Foras
Foras (também grafado Forras em algumas edições) é o trigésimo primeiro dos 72 espíritos catalogados na Ars Goetia, a primeira seção do Lemegeton. É descrito com o título de Presidente segundo o texto.
Última revisão: 2026-07-20
Fato histórico
O nome aparece grafado como Foras na edição de Mathers (1904), mas também como Forras em fontes correlatas — uma variação ortográfica comum entre os manuscritos do Lemegeton. Segundo o texto, Foras manifesta-se sob a forma de um homem forte, em figura humana. É descrito como capaz de ensinar as virtudes das ervas e das pedras preciosas, além de lógica e ética; o texto também o associa à concessão de boa compreensão, à restituição de bens perdidos e à revelação de tesouros ocultos.
Interpretação — Tradição Salomônica (Mathers/Crowley, 1904)
Na edição de Mathers, Foras ocupa a trigésima primeira posição do catálogo e é descrito como um Grande Presidente, comandando 29 legiões de espíritos segundo o texto. É listado entre os espíritos que ensinam conhecimento prático — ervas, pedras e lógica — em vez de comandar domínios geográficos ou vastos exércitos, como ocorre com reis e duques do catálogo.
Interpretação — Tradição de Dr. Rudd (manuscrito, c. 1650)
O manuscrito atribuído a Thomas Rudd, anterior à edição de Mathers em cerca de dois séculos e meio, emparelha cada um dos 72 espíritos do catálogo — incluindo Foras — com um anjo correspondente extraído do sistema cabalístico do Shem HaMephorash (72 nomes divinos), como contraparte estrutural de restrição/governo, um elemento ausente na edição de Mathers. Não há, nas fontes consultadas, confirmação segura de qual nome específico de anjo Rudd atribuiu a Foras; a prática geral de emparelhamento, contudo, está bem documentada nas pesquisas de Joseph Peterson sobre os manuscritos de Rudd.

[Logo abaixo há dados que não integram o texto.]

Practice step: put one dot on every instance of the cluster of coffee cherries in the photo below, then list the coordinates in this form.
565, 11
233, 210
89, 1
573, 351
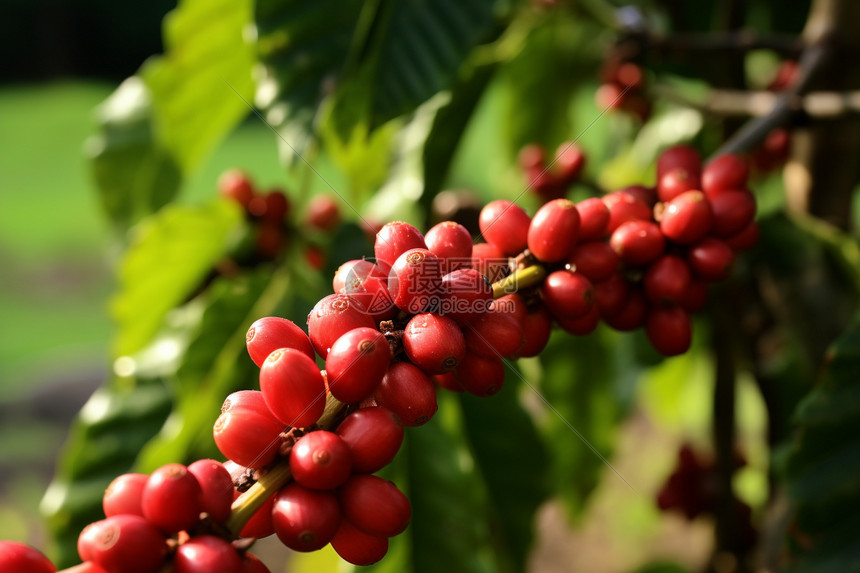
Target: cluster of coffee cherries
691, 490
637, 257
622, 88
269, 214
171, 521
552, 181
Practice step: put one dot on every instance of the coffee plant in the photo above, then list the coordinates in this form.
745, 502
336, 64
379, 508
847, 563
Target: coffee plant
505, 231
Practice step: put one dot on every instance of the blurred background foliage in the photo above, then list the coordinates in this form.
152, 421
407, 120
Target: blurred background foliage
116, 298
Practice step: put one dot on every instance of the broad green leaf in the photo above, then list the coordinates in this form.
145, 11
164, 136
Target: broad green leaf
822, 464
422, 46
512, 461
134, 173
303, 47
201, 87
447, 532
104, 441
582, 385
556, 51
448, 128
170, 256
160, 124
215, 364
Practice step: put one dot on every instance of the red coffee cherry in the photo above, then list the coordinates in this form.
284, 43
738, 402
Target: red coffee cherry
581, 325
595, 260
433, 343
123, 544
374, 505
373, 435
632, 314
567, 294
680, 156
554, 230
352, 274
332, 317
323, 213
611, 296
270, 333
447, 381
293, 387
537, 327
494, 334
452, 243
356, 364
277, 206
372, 294
647, 195
687, 218
407, 392
733, 211
393, 240
696, 296
624, 207
638, 242
305, 519
123, 495
667, 280
593, 219
505, 225
236, 185
466, 296
205, 554
415, 281
490, 261
217, 488
674, 182
711, 259
18, 557
357, 547
172, 499
725, 172
246, 431
669, 330
320, 460
480, 375
512, 304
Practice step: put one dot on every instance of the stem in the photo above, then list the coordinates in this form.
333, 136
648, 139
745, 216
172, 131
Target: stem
247, 504
520, 279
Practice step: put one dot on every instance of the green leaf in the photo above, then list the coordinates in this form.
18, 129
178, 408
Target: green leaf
168, 259
104, 441
201, 88
448, 532
303, 47
822, 464
556, 57
448, 128
510, 457
582, 386
421, 48
134, 173
215, 364
160, 124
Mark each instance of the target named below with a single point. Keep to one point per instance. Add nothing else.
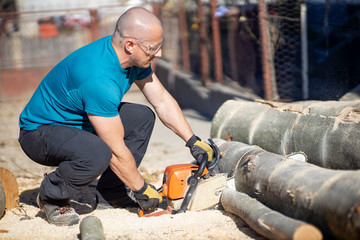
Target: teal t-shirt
(89, 80)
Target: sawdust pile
(27, 222)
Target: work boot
(58, 212)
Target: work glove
(147, 197)
(199, 149)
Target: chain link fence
(42, 37)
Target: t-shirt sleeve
(100, 99)
(143, 73)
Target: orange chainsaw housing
(175, 180)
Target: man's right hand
(147, 197)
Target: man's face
(147, 50)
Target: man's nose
(158, 53)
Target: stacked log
(328, 199)
(327, 132)
(265, 221)
(353, 95)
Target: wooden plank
(10, 186)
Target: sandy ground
(165, 148)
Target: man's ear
(129, 46)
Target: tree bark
(353, 95)
(266, 222)
(2, 201)
(327, 132)
(328, 199)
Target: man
(75, 120)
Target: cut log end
(307, 232)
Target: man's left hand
(199, 149)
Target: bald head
(136, 22)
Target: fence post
(184, 36)
(233, 25)
(270, 88)
(216, 43)
(204, 55)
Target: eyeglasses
(151, 49)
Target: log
(10, 186)
(326, 198)
(353, 95)
(327, 132)
(91, 229)
(2, 201)
(265, 221)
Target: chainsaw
(181, 183)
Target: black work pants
(82, 156)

Interpretação — Tradição Luciferiana (interpretação moderna)
Autores luciferianos modernos, sobretudo Michael W. Ford (em obras como The Luciferian Goetia), propõem uma leitura alternativa ao modelo salomônico: em vez de espíritos externos comandados pela invocação de uma autoridade divina superior, os 72 nomes do catálogo são interpretados como arquétipos de faculdades latentes no praticante, a serem reconhecidas e integradas a serviço da autodeificação. Nessa chave, o domínio de Foras sobre ervas, pedras preciosas, lógica e ética é lido como o arquétipo do autoconhecimento prático — a sabedoria que nasce da observação da natureza e do raciocínio próprio —, e sua associação à restituição de bens perdidos e à revelação de tesouros ocultos é reinterpretada como o processo de recuperar potenciais e conhecimentos internos que o praticante havia esquecido ou reprimido em si mesmo.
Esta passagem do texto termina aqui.